Ultimately, the goal is to make more Bowling Green residents feel safe riding city streets by teaching them the rules of the road.
“So people feel more comfortable as bicyclists – and debunk some of the myths,” Langendorfer said Wednesday as a team of riders were being trained.
One of the big myths is that bicyclists should hug the edge of the road. The actual rule is that cyclists should ride about three feet from the right edge of the roadway – just about where a vehicle’s passenger side tire travels.
Motor vehicles should give the cyclists another three feet of space as they pass.
Bicyclists should stop at “all the reds” – stop signs, red lights, Langendorfer said. And they should use hand signals.
While they have the same rights as motorists, “they also have the same responsibilities,” he added.
Midwestern drivers tend to be cordial to bicyclists, he said. If they lay on the horn in Bowling Green, it’s usually to cyclists, not at them.
“People in Bowling Green are very friendly,” Langendorfer said. “About the only time anyone honks is if they know you.”
“No motorist is trying to run people down,” he said.

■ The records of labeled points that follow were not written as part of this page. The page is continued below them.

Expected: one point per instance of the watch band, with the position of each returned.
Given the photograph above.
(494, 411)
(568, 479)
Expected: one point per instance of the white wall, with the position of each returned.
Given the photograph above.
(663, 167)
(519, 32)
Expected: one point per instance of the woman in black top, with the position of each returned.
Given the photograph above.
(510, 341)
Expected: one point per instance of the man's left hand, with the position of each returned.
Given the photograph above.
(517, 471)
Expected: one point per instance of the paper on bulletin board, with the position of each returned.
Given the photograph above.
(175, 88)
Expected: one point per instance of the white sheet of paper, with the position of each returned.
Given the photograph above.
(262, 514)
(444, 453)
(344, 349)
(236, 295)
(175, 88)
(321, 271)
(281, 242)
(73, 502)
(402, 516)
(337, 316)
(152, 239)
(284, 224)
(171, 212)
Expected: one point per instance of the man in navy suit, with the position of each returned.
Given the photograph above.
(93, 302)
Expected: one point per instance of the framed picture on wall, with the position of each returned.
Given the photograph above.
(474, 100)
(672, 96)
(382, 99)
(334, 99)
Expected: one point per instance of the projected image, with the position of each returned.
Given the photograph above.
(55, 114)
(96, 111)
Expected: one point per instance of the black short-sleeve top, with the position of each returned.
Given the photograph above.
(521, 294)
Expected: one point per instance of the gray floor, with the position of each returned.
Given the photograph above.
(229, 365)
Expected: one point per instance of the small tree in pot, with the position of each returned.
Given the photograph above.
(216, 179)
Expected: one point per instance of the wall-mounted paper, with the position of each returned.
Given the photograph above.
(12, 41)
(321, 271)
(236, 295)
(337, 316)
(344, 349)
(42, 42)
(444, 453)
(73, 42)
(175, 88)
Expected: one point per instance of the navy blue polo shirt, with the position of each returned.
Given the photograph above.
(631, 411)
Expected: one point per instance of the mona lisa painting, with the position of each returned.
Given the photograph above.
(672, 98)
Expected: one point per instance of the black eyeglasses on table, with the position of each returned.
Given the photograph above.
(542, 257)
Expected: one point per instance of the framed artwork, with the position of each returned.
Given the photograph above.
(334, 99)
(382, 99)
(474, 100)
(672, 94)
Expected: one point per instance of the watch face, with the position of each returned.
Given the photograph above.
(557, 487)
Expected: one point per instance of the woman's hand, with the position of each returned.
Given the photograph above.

But to make local residents more comfortable riding two-wheeled vehicles around town, the Bicycle Safety Commission and Yay Bikes program plan to host “slow rolls” for groups, “buddy rides” for people to ride together to work, family rides, and community rides for large groups on set times each week.
The commission plans to develop routes of various lengths for residents to ride. The hope is that by having regular rides in the city, the street culture will change and motorists will become more accustomed to sharing the road with bicyclists, he said.
Efforts will also be made to teach young riders, with the Parks and Recreation Department holding a bicycle camp for kids ages 6 to 10.
“Our goal is to improve the education.”
The bicycle safety efforts are being paid for with a $9,500 ODOT grant for educational events. Yay Bikes was hired to conduct the training.
The theory is that training a community of bicyclists and motorists who can coexist on the same roadways is much more affordable than expensive bike lanes.
Several events are planned in May to help promote bike safety, including a demonstration by Right Direction for third graders on May 15, the Ride of Silence on May 16 starting in City Park at 6:30 p.m., and the Ride to School and Work Day on May 18.